My initial suspects were the children who live next door. All common sense and common prejudice would suggest that. Perhaps that they were annoyed that it had taken us a few hours to return their ball (again I assumed the ball was theirs, but was that a prejudicial assumption?) or perhaps they were just bored and feeling naughty and had found a carton of eggs. Certainly the eggs had largely fallen hear to the interconnecting fence. Their weak child arms might have tossed the eggs upwards and just cleared the fence. The unsmashed egg had landed on the soft lounger, but it hadn’t bounced far, suggesting it had come from nearby. In a sense this would be the least worrying possibility. The children were almost certainly doing this for shits and giggles and held no personal grudge against us (apart from maybe not being superfast with our complimentary ball return service). But was it too convenient to blame the children? And what if it wasn’t them and whoever threw the eggs did it because they hated us or were trying to send us a message.
The close grouping of five eggs suggests that the assailant must have been a relatively close neighbour. To throw five eggs across two or three gardens and for them all to land within three feet of each other would take the kind of egg throwing skills that you wouldn’t waste on a personal vendetta. Also this is London, so I have absolutely no interaction with people who live that far away. The only clue that might point to a more distant perpetrator is that only four or five eggs made it into our garden. What happened to the rest of the carton? Perhaps some more distant egg chucker had been throwing dozens of eggs in all directions, but again the relative proximity of the ones that hit us would suggest it wasn’t a scatter-gun technique. Perhaps a chicken had nested in the tree above our garden and laid its eggs from above. Actually they were all under the tree. But I doubt a chicken could have got up there without assistance so that still points to a deliberate attack.

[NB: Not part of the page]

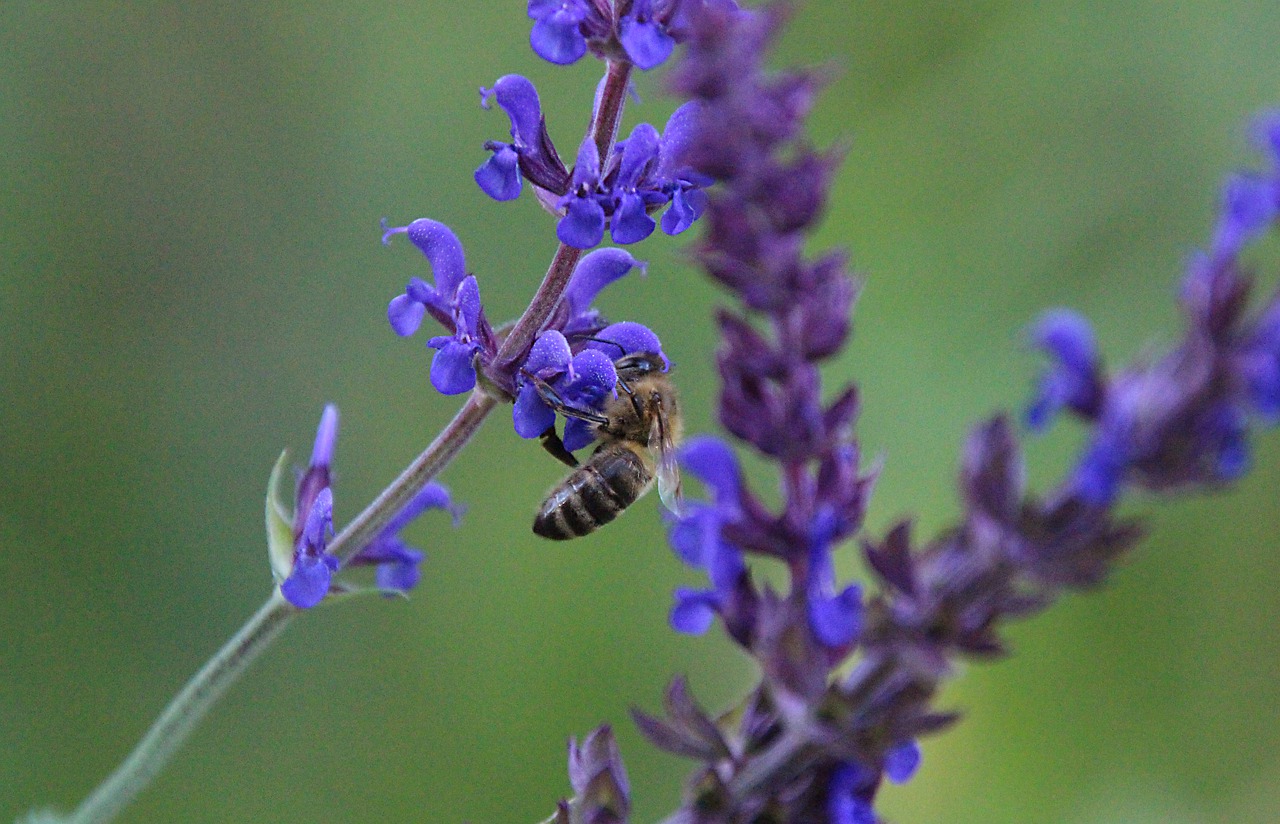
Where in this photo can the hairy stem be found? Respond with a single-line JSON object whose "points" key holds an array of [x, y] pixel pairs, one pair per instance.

So the neighbours to the left are young professionals, renting out the house. Might they have had party and things got out of hand or had some grudge over us not collecting our parcels delivered when we were out fast enough? Possibly they just had a food fight in their garden and a few eggs landed in our garden as collateral damage. But I don’t think they are serious suspects.

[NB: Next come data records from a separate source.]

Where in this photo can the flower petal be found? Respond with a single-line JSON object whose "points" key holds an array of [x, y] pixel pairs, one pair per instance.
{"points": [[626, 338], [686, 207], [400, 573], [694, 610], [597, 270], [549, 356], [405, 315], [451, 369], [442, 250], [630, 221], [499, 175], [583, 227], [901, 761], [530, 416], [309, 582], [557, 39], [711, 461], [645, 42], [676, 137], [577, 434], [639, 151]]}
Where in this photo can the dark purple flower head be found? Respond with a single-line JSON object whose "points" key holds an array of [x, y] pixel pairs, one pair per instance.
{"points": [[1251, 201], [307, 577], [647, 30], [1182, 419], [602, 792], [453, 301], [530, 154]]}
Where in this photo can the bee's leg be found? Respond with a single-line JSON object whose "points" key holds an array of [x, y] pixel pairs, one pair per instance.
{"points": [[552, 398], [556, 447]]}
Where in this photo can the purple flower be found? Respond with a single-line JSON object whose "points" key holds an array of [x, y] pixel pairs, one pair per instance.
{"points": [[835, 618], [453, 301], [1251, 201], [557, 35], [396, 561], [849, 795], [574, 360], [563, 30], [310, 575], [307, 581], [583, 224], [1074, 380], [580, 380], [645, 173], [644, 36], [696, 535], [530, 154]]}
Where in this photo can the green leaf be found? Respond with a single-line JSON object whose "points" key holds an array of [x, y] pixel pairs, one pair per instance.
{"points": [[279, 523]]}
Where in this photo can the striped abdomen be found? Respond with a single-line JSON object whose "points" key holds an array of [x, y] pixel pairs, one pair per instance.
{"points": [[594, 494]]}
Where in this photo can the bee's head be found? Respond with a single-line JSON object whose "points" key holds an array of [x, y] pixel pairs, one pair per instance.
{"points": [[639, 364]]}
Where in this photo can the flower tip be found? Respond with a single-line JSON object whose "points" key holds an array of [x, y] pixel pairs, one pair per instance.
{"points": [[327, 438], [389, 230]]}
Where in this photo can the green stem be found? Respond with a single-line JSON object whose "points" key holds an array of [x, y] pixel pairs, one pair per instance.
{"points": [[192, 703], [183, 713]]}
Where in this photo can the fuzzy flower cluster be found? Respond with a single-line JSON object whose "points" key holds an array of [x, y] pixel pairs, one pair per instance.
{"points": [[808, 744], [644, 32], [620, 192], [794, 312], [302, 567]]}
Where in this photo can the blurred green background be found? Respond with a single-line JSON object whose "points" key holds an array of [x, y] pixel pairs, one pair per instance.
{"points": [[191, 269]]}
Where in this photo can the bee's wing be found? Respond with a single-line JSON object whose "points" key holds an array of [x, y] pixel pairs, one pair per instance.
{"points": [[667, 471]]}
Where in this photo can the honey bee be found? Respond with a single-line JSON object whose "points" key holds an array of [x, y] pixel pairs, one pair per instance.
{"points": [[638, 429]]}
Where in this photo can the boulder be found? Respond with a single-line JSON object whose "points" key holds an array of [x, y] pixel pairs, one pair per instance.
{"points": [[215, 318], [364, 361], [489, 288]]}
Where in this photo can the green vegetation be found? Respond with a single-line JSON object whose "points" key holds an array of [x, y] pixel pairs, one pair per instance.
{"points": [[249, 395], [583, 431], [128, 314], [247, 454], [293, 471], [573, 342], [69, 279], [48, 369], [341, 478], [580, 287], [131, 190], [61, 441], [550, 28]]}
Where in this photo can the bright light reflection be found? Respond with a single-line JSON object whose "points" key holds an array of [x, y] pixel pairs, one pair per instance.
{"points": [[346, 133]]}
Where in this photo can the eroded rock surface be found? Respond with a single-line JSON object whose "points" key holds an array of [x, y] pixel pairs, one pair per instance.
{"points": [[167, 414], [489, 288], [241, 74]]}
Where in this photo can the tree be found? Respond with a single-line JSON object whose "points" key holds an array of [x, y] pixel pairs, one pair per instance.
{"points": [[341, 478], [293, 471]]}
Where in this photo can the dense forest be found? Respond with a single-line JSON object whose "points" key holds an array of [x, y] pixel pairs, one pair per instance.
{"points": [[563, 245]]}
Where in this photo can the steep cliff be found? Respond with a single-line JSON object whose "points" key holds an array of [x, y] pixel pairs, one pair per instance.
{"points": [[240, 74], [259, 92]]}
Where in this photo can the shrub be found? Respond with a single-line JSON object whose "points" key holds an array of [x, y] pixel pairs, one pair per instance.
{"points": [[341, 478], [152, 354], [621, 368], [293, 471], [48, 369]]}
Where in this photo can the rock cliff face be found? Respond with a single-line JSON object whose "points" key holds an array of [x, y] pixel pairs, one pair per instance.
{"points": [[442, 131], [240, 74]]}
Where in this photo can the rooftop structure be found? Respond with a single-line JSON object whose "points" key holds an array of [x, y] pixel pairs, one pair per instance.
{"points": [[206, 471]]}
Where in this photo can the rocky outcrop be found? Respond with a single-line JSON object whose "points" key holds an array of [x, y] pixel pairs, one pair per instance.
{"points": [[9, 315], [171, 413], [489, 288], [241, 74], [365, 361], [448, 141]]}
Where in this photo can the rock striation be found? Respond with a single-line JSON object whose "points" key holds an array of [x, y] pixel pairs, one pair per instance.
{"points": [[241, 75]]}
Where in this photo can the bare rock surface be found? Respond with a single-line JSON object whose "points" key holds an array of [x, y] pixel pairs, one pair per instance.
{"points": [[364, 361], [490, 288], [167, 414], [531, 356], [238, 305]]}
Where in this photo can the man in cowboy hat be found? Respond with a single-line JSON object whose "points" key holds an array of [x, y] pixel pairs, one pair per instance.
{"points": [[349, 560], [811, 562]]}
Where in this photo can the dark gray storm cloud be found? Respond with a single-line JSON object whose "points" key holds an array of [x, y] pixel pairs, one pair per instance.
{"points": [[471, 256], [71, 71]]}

What about the houses behind us? I sometimes walk around in our kitchen with no clothes on. I am largely hidden from view, but a determined peeping tom who wished to see the ever-withering penis of a fat 47-year-old man might get the odd glimpse. But you’d have to properly be looking for it, so if my nudity offended you (and if you think my naked body is disgusting then you are criticising God who designed and created this sex-machine) then you could just turn away or not draw your own curtains. Perhaps a disgruntled Post Office worker lives in one of those flats and is fed up with me drawing attention to the sluggish service at his place of work -though traditionally Post Office workers favour bullets, not cloaca-bombs.

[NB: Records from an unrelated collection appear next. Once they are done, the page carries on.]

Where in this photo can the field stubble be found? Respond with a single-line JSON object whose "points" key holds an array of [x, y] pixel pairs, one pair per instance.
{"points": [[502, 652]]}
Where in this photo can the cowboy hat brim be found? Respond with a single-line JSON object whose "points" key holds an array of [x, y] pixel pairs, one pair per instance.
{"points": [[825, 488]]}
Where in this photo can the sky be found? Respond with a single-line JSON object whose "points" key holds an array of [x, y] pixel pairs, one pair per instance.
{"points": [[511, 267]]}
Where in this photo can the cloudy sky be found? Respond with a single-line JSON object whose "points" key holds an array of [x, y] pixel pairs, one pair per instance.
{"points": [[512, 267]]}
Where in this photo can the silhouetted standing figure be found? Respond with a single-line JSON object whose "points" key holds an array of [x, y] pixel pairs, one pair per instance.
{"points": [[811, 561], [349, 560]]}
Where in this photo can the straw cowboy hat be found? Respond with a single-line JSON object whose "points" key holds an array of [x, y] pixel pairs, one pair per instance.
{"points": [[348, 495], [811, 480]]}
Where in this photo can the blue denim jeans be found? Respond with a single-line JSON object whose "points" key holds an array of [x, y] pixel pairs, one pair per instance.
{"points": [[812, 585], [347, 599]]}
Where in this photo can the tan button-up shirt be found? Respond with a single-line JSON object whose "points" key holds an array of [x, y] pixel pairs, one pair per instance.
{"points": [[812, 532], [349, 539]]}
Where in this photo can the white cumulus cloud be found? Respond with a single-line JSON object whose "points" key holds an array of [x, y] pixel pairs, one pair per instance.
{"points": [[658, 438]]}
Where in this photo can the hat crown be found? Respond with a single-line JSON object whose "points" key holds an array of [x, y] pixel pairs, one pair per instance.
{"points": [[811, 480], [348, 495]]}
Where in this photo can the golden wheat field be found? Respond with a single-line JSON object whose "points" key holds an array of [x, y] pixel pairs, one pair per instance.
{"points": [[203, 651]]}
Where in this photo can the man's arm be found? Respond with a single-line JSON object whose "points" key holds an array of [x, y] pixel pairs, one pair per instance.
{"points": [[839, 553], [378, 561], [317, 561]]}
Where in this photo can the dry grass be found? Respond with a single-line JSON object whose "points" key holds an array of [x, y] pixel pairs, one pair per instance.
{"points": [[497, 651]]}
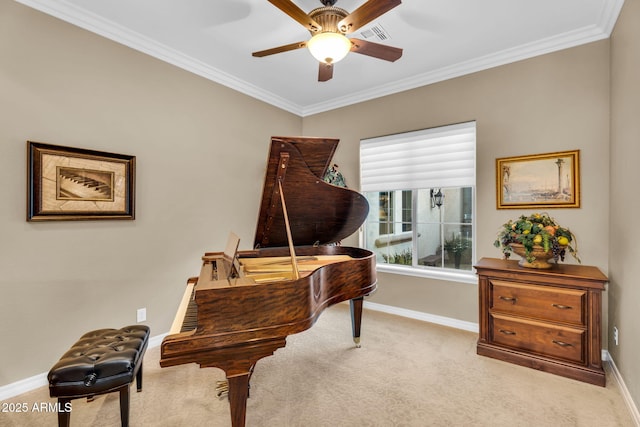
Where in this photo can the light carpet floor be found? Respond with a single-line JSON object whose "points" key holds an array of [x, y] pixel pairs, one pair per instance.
{"points": [[407, 373]]}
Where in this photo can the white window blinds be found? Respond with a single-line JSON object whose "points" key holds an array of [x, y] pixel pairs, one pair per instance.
{"points": [[437, 157]]}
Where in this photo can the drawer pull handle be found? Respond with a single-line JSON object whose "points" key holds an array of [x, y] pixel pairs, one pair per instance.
{"points": [[562, 343], [562, 307]]}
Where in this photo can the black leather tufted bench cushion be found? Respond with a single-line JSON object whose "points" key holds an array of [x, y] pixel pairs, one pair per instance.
{"points": [[101, 361]]}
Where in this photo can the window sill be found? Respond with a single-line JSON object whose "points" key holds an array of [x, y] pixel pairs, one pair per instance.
{"points": [[447, 275]]}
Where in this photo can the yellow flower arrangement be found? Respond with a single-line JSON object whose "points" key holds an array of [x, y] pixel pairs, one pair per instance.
{"points": [[537, 230]]}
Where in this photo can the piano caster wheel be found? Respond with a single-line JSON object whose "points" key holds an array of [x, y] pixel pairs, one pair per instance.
{"points": [[222, 389]]}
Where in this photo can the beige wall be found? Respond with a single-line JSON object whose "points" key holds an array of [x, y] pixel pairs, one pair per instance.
{"points": [[624, 291], [201, 151], [201, 154], [554, 102]]}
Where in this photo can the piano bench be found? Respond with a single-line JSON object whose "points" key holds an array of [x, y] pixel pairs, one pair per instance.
{"points": [[101, 361]]}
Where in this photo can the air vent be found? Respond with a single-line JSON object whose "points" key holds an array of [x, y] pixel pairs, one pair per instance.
{"points": [[375, 32]]}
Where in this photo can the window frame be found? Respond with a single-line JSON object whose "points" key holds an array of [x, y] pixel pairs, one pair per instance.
{"points": [[432, 272]]}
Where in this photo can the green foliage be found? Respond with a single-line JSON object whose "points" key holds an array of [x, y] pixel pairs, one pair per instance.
{"points": [[403, 258], [537, 229], [332, 176], [457, 244]]}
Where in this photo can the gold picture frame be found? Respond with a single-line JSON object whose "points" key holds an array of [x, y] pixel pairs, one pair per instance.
{"points": [[67, 183], [549, 180]]}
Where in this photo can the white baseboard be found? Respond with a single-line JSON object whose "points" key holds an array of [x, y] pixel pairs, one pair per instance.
{"points": [[418, 315], [633, 409], [23, 386]]}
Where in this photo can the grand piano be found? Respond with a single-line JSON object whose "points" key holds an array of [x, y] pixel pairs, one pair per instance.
{"points": [[244, 304]]}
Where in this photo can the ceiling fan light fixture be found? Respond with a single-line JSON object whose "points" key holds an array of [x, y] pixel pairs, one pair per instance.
{"points": [[329, 47]]}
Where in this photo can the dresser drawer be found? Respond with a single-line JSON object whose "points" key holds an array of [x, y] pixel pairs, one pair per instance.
{"points": [[538, 337], [540, 302]]}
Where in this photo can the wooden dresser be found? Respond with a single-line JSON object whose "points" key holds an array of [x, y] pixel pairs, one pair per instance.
{"points": [[543, 319]]}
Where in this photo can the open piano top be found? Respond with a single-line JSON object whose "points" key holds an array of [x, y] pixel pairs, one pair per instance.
{"points": [[244, 304]]}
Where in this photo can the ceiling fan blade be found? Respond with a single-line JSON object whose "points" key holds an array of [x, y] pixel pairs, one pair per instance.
{"points": [[365, 14], [280, 49], [325, 72], [380, 51], [288, 7]]}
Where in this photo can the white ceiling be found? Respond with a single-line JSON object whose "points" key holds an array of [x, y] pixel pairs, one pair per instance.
{"points": [[441, 39]]}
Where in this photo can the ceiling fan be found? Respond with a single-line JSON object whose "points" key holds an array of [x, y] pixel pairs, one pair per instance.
{"points": [[328, 26]]}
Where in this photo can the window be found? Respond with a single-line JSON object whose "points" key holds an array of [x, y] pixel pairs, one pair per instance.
{"points": [[423, 184]]}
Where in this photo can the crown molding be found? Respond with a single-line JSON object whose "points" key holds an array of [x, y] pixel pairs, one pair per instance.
{"points": [[81, 18], [70, 13]]}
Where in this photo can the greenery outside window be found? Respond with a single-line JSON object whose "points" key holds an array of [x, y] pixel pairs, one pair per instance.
{"points": [[413, 231]]}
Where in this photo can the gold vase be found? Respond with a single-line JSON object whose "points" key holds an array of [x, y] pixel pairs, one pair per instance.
{"points": [[541, 256]]}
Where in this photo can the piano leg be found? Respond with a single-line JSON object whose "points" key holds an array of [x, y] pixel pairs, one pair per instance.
{"points": [[356, 318], [238, 393], [238, 363]]}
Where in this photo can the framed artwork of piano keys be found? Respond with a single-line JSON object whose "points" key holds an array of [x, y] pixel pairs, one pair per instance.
{"points": [[66, 183]]}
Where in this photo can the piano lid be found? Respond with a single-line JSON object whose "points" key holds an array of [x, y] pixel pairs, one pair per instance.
{"points": [[318, 212]]}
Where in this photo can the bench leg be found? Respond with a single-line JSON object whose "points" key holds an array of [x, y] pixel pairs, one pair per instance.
{"points": [[139, 378], [63, 415], [124, 406]]}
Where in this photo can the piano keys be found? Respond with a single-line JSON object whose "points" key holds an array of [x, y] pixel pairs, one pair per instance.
{"points": [[244, 304]]}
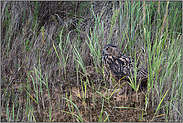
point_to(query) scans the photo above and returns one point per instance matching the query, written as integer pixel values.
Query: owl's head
(111, 50)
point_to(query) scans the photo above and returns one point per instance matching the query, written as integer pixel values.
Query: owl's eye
(107, 49)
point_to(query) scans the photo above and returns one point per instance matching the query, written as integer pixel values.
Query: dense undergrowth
(51, 60)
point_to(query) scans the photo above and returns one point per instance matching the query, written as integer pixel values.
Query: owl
(121, 66)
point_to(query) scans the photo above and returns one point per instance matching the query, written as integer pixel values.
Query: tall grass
(36, 56)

The comedian Stuart Goldsmith recently moved into one of those houses. Year upon year (apart from this year when someone else won) my comedy interview podcast out performs his in downloads and awards from obscure comedy websites. Has he finally cracked (geddit?) and decided to take egg-based vengeance upon me. It would be fair enough. I prefer his podcasts to mine (he’s the only person I pretty regularly listen to). It’s an odd coincidence that he moved in so close to me. Almost like this whole thing was his plan all along. Like a hen-gamete based Day of the Jackal.
Or what if the real ovoid-hooligan was closer to home. Might my wife, annoyed by me failing to appreciate just how magnificent she is, take her revenge by throwing eggs in our own garden. It would be a dangerous tactic. If I hadn’t noticed them then she would have had to live alongside the stink (though thanks to living with me she is probably almost immune to eggy stenches by now) and there was the chance that she might have to clean up the disgusting mixture of softly sun-cooked egg-juice and fractured chalky shell. But at least it was a crime that I would never suspect her of - bad luck, you got that wrong.
Might I have done it myself for similar reasons? Me2 certainly holds enough anger inside him do something like this.
Or perhaps all this was done by whoever it was who smashed those cupboards in Edinburgh. Rumour has it that he was obsessed with eggs.